Olympic Dam decision pushed to the wire

The rate hike wait

Zecco reports the state of South Australia has allowed BHP Billiton to put off a decision on whether it is going ahead with its Olympic Dam project until 8 December this year.

If the board of the world’s largest miner does not make a decision on the giant copper-gold-uranium-silver project in South Australia’s outback by then it would lose all approvals and royalties concessions.

Previously the London and Sydney-listed company said it would decide by mid-year but doubts were raised about the viability of the project when the BHP’s chairman confirmed earlier comments from BHP’s top execs about scaling back its most ambitious programs saying it will not spend the $80 billion previously set aside for expansion by 2015.

While most analysts expect BHP will continue to pour money into iron ore in Australia, the company’s other megaprojects – Olympic Dam, expansion of its US shale gas operations and Jansen potash project in Canada – may be put on the back burner.

Last week the CEO of the so-called Olympic Dam Taskforce, a state official, told a conference that the expansion was “a project with a 100 year mining life, so a glitch this year was unlikely to sway a company that thinks well ahead,” adding that it has “begun planning for the major village expansion – for 10,000 people — and begun building a new airstrip capable of handling 737 aircraft.”

The project is set to become the world’s biggest open pit and also includes construction of 270km of powerlines, a 400 km pipeline, a new desalination plant and a 105km railway.

The planned open pit mine would be adjacent to the current Olympic Dam underground operation. An idea of the olympian effort required to construct the mine and the size of the undertaking is clear from the fact that trucks will haul overburden 24/7 for five to six years just to reach the ore body.

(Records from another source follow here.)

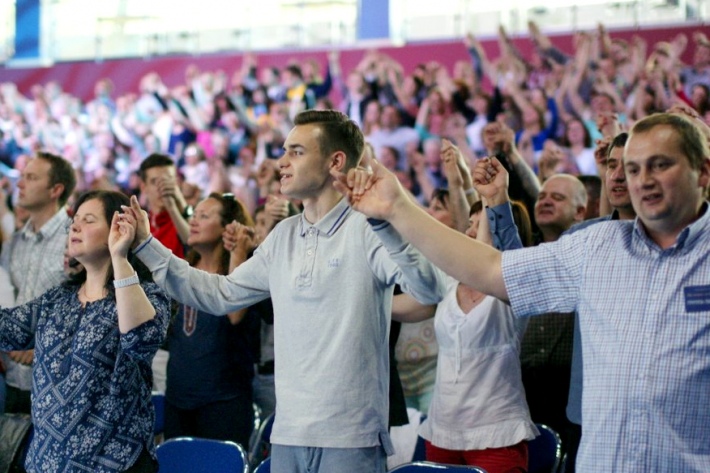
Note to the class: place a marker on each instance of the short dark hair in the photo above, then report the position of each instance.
(60, 172)
(619, 141)
(155, 160)
(232, 209)
(111, 202)
(338, 133)
(691, 141)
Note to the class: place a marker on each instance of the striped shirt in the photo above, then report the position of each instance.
(35, 261)
(645, 323)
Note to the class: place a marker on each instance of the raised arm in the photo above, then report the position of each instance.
(239, 240)
(132, 304)
(459, 185)
(176, 205)
(380, 196)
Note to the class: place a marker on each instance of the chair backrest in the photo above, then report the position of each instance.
(544, 451)
(420, 448)
(158, 399)
(261, 445)
(430, 467)
(264, 467)
(196, 455)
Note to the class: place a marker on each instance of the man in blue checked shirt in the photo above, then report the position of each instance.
(641, 288)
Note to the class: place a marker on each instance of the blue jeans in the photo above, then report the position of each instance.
(288, 459)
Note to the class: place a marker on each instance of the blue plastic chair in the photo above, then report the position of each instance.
(261, 443)
(430, 467)
(545, 451)
(196, 455)
(264, 467)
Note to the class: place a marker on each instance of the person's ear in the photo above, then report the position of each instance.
(338, 161)
(56, 191)
(704, 174)
(581, 213)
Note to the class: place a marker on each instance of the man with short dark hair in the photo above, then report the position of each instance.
(330, 275)
(34, 256)
(159, 185)
(640, 287)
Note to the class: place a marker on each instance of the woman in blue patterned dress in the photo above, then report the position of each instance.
(94, 339)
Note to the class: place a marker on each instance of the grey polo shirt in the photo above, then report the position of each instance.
(331, 285)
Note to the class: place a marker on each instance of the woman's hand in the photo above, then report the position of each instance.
(121, 234)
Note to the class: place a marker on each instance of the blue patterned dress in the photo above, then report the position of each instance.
(91, 404)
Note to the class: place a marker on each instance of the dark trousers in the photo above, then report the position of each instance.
(144, 464)
(17, 401)
(546, 390)
(222, 420)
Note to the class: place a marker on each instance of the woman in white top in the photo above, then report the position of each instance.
(478, 414)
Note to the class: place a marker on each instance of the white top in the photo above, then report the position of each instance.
(479, 400)
(586, 164)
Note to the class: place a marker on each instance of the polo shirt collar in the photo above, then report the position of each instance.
(331, 222)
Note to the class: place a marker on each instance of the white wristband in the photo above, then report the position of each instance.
(129, 281)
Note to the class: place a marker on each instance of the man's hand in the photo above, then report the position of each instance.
(238, 240)
(121, 234)
(375, 194)
(140, 219)
(22, 357)
(450, 157)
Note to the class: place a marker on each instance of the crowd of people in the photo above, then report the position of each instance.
(281, 289)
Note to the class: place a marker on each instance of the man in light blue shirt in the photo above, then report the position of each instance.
(640, 288)
(330, 275)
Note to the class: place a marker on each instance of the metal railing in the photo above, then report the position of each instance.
(81, 30)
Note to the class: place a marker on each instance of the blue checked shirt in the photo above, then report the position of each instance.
(645, 325)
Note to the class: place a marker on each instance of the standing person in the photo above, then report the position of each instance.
(639, 287)
(156, 171)
(478, 414)
(210, 368)
(94, 338)
(34, 255)
(330, 275)
(617, 193)
(546, 347)
(166, 204)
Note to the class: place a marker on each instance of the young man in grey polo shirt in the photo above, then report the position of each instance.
(330, 275)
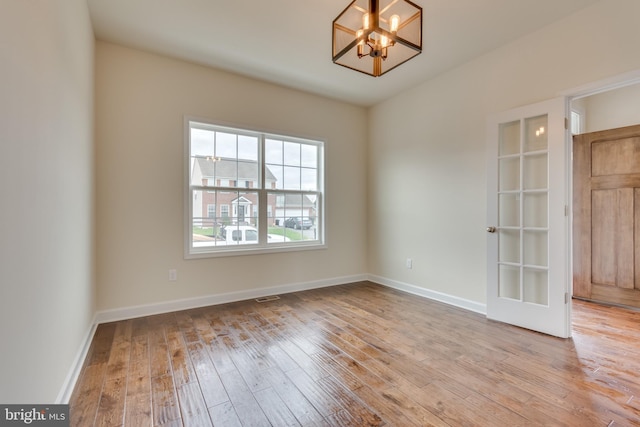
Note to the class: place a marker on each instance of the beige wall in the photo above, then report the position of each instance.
(46, 186)
(427, 155)
(612, 109)
(141, 102)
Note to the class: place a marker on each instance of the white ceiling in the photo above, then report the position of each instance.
(288, 42)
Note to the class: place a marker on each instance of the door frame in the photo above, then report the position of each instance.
(612, 83)
(522, 314)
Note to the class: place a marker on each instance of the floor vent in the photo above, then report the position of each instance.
(267, 299)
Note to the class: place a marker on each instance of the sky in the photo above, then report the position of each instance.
(292, 163)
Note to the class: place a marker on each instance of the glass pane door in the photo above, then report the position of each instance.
(523, 200)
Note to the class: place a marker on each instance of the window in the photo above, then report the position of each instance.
(268, 190)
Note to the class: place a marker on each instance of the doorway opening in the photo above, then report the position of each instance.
(605, 256)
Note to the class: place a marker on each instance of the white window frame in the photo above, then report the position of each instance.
(264, 214)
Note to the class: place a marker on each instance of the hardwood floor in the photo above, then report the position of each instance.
(358, 355)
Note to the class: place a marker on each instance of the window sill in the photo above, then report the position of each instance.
(191, 253)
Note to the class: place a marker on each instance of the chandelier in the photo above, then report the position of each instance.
(375, 36)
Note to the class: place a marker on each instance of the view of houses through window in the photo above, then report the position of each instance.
(250, 188)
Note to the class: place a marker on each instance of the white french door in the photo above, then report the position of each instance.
(527, 218)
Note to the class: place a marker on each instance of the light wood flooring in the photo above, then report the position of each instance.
(358, 355)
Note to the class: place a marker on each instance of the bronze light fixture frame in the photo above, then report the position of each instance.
(376, 36)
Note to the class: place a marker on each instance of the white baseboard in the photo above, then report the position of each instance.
(184, 304)
(427, 293)
(188, 303)
(76, 367)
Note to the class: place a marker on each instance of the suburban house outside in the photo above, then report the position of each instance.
(294, 205)
(215, 208)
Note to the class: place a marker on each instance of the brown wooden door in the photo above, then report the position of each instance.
(606, 216)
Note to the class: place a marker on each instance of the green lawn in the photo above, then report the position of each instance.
(287, 232)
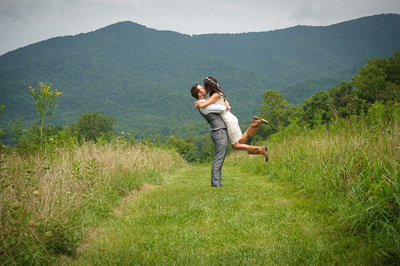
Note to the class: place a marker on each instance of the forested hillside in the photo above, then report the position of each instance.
(142, 76)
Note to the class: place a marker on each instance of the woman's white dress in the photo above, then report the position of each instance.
(231, 122)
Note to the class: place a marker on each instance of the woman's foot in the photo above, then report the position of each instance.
(262, 120)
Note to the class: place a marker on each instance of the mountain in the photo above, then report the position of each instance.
(142, 76)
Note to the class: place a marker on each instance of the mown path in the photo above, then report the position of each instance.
(251, 220)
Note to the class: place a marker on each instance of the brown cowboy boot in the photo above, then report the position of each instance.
(258, 150)
(251, 131)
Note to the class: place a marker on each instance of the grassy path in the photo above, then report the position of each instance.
(251, 220)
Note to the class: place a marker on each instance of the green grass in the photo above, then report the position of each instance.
(251, 220)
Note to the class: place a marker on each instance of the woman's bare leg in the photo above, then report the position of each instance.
(239, 146)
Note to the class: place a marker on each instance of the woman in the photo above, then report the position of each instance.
(237, 139)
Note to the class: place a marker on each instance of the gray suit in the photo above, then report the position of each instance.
(220, 137)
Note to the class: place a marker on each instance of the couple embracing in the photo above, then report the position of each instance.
(224, 125)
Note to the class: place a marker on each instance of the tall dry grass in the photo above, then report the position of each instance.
(48, 199)
(352, 167)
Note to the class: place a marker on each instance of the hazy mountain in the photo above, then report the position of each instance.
(142, 76)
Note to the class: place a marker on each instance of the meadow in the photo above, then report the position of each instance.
(48, 199)
(328, 195)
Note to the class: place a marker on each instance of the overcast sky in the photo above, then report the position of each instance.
(23, 22)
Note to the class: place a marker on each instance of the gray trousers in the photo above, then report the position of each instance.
(220, 138)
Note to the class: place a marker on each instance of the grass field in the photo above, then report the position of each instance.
(250, 220)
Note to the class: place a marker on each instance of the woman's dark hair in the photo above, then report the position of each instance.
(212, 86)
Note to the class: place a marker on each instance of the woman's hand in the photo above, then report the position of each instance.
(228, 107)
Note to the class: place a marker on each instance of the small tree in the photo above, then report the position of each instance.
(45, 101)
(1, 131)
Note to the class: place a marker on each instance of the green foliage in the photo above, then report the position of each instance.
(1, 130)
(278, 112)
(91, 126)
(45, 98)
(352, 164)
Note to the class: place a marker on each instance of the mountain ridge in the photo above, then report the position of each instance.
(142, 76)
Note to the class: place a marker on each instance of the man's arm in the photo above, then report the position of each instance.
(213, 108)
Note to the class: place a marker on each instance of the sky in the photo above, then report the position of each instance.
(24, 22)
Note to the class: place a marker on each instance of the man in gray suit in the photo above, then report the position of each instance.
(219, 134)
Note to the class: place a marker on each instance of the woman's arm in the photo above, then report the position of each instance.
(215, 97)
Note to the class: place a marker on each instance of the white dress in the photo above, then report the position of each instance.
(231, 122)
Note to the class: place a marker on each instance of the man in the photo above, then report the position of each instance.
(219, 134)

The combined operations would mine 72 Mt ore per year and would produce 750,000 tonnes refined copper, 19,000 tonnes uranium oxide, 800,000 gold ounces and 2.9 Moz of silver per year.

It is not only BHP investors who are biting their nails over Whether Olympic Dam is going ahead or not.

MINING.com reported over the weekend that the big miners are playing game of chicken over delaying new supply to the market.

New research shows marginal producers  of iron ore, zinc, thermal coal, ferrochrome, nickel and aluminium can’t turn a profit at today’s prices and a little help from the market leaders  to prop up prices would be most welcome.